Anthony Surynt was working in an electrical workshop in Sydenham when the 1.58pm quake struck.
He said it was the biggest one he has felt since June 13, when a 6.3 magnitude hit the city.
He could see the Grand Chancellor from where he was and said it was still standing.
Nothing had fallen off the shelves but it was quite a scare as there hadn't been many large earthquakes in the area for a while, he said.
It lasted for about 10 to 15 seconds, but didn't have any sharp "vicious movements" like the previous quakes had caused.
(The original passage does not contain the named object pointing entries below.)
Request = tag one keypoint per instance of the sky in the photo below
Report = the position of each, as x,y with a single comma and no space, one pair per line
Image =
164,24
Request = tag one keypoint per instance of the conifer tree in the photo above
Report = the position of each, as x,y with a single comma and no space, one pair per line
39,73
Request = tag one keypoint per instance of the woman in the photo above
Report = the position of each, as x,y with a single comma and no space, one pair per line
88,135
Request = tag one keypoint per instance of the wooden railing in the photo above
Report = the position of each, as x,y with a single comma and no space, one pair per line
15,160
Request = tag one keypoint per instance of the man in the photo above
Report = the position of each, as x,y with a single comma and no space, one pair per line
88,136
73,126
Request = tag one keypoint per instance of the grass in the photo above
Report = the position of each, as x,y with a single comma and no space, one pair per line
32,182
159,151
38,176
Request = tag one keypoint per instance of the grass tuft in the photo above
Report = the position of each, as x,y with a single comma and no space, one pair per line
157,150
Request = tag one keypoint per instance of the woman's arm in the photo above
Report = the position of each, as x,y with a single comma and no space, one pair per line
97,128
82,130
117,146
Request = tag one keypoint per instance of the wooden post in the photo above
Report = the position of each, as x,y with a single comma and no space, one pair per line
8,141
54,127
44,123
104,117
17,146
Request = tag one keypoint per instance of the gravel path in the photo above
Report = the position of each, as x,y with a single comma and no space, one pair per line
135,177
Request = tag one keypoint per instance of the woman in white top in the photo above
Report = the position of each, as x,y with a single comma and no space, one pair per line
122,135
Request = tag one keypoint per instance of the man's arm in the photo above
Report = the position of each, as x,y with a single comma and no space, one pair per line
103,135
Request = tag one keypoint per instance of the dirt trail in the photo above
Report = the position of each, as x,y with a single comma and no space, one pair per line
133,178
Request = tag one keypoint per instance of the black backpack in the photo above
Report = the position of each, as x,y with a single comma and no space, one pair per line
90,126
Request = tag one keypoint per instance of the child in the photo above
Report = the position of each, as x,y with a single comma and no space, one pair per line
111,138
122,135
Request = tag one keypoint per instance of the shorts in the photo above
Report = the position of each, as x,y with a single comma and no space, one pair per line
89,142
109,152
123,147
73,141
Shirley resident Jenny Dalziel said the first quake was about 10 seconds long and shook things off shelves.
She said she was driving to her mother's house and had spotted liquefaction bubbling up in some areas though it did not appear as serious as previous quakes.
Vanya Rothwell, of Linwood, was at Eastgate with her daughter and grandson. They were in their car in the parking lot.
"It felt as if we were towing a trailer or had hit another car and then it started to really bounce the car."
They got out of the car when aftershocks hits. People were running out of the mall screaming, and children were crying, Rothwell says.
Last year, Christchurch was rocked by a series of earthquakes on Boxing Day, with more than two dozen recorded.
A 4.9-magnitude quake at 10.30am was the 17th most powerful since the damaging 7.1 quake on September 4.
The earthquake that caused the most damage hit on February 22, killing 182 people.